There is no Space and Time comme chantait l’autre.

Golgotha - Troisième Jour de Confinement
Également dit « Les Trois Pendus »
(16 x 22 cm)

Golgotha - esquisse
Cahier de croquis


PS : Celui qui arrive à identifier l’alphabet utilisé au-dessus des trois pendus sur Golgotha - Troisième Jour de Confinement gagne une huile ratée originale.

mardi 24 mars 2020

En Direct de chez Maurice Confiné (6)

Voici qu’on commence à nous présenter les antipaludéens comme des produits miracle contre le coronavirus.
Pourtant, vu le temps libre (offert par le confinement) dont on dispose pour fouiller nos bibliothèques, c’est plutôt le coronavirus qui semble efficace contre le pas-lu.


***


On a encore du mal à mesurer les conséquences possibles de plusieurs semaines de confinement sur la société. Que nous réservent les mois à venir ? Un nouveau baby-boom dans 8 mois ? Ou une explosion des divorces ? L’un n’empêchant pas l’autre...


***


Le télétravail ralentit fortement la productivité.
Personnellement, j’étais déjà à l’arrêt : j’ai donc passé la marche arrière.

lundi 23 mars 2020

Kerque chose en différé de chez Maurice Confiné

La semaine dernière, avec quelques jours de retard - retard que La Poste s’empressera d’attribuer au coronavitruc ; jamais de sa faute, à La Poste, c’est comme la SNCF - ont été livrés les lots pour les gagnants de notre jeu-concours de début d’année.
Ces lots probablement ne feront pas regretter leur abstention à ceux qui n’ont pas participé...
Parmi ces lots, deux petites huiles un rien naïves (on les rattachera au mouvement pictural dit du Breizhxit) réalisées en grande partie lors de notre séjour en terre morbihannaise - quelques retouches et finitions à Versailles ainsi que la totalité du séchage.
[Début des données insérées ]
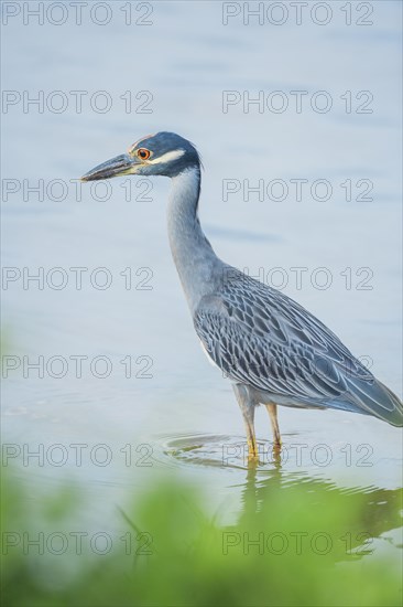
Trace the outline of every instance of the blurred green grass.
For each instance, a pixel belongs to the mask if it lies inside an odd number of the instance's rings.
[[[197,490],[164,479],[118,513],[122,532],[105,554],[102,537],[91,550],[89,533],[78,551],[70,536],[75,514],[88,508],[76,490],[32,500],[4,469],[1,494],[2,605],[402,604],[401,550],[388,540],[401,524],[400,491],[282,482],[280,473],[258,483],[251,470],[238,520],[222,524]],[[41,532],[42,543],[25,542],[24,533],[37,540]]]

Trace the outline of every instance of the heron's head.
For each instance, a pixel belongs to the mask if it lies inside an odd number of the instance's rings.
[[[186,169],[199,167],[199,156],[190,141],[175,132],[157,132],[133,143],[127,153],[98,164],[83,175],[81,181],[128,174],[176,177]]]

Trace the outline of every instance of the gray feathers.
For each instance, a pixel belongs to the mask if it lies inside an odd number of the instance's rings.
[[[232,381],[274,403],[333,407],[402,425],[402,405],[340,340],[302,306],[224,266],[194,324],[208,354]]]

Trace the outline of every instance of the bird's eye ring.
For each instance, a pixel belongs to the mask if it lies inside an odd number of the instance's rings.
[[[140,148],[138,150],[138,157],[141,158],[141,160],[148,160],[150,158],[150,150],[145,148]]]

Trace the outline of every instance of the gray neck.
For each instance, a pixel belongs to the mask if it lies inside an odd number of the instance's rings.
[[[199,194],[199,167],[187,169],[172,179],[167,211],[170,245],[192,311],[203,296],[211,292],[214,270],[221,264],[198,220]]]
Alignements de Kerzerho, Erdeven
(10,5 x 14,5 cm)

Kerjean, Erdeven
(14,5 x 10,5 cm)

dimanche 22 mars 2020

En Retard (41)

Peu à peu, la lassitude et l’ennui s’installent. Les gifles et les claques cessent. Les larmes se ravalent. Les cris s’éteignent. Le calme s’impose de nouveau dans la rame.

Les regards se tournent vers moi. Je n’ai pas bougé de mon siège. Tout le long de la distribution de gifles, j’ai attendu. J’attends encore. Qu’attends-je ? je ne sais.
J’attends de voir comment tout ceci va se poursuivre et se terminer. Je ne suis pas rassuré. Je suis même inquiet... En effet, je suis en retard, très en retard - il me semble qu’il est bon de le rappeler - et de tels débordements ne sont pas de nature à me faire gagner du temps. Je remarque d’ailleurs que le métro est toujours arrêté dans le tunnel... quand repartira-t-on ?
J’attends de voir ce que l’on attend de moi. Oui, décidément, on me regarde. On me scrute. On m’épie. Je ne suis pas à l’aise. Je n’aime pas ces situations où je suis au centre de toutes les attentions. Si je voulais être objet de curiosité, j’écrirais des textes qui intéressent les gens, j’écrirais des livres qui se lisent. J’aimerais disparaître. J’aimerais me dissiper. J’aimerais m’évanouir. J’aimerais me cacher. Ici, dans mon propre texte, un pseudonyme - Maurice L. Maurice est un pseudonyme... bla-bla-bla, vous avez compris, relisez les passages correspondants, dans En Retard ou dans d’autres de mes textes - ne me suffit pas à passer inaperçu : les figurants ne font que me mettre en valeur, le lecteur me colle aux basques...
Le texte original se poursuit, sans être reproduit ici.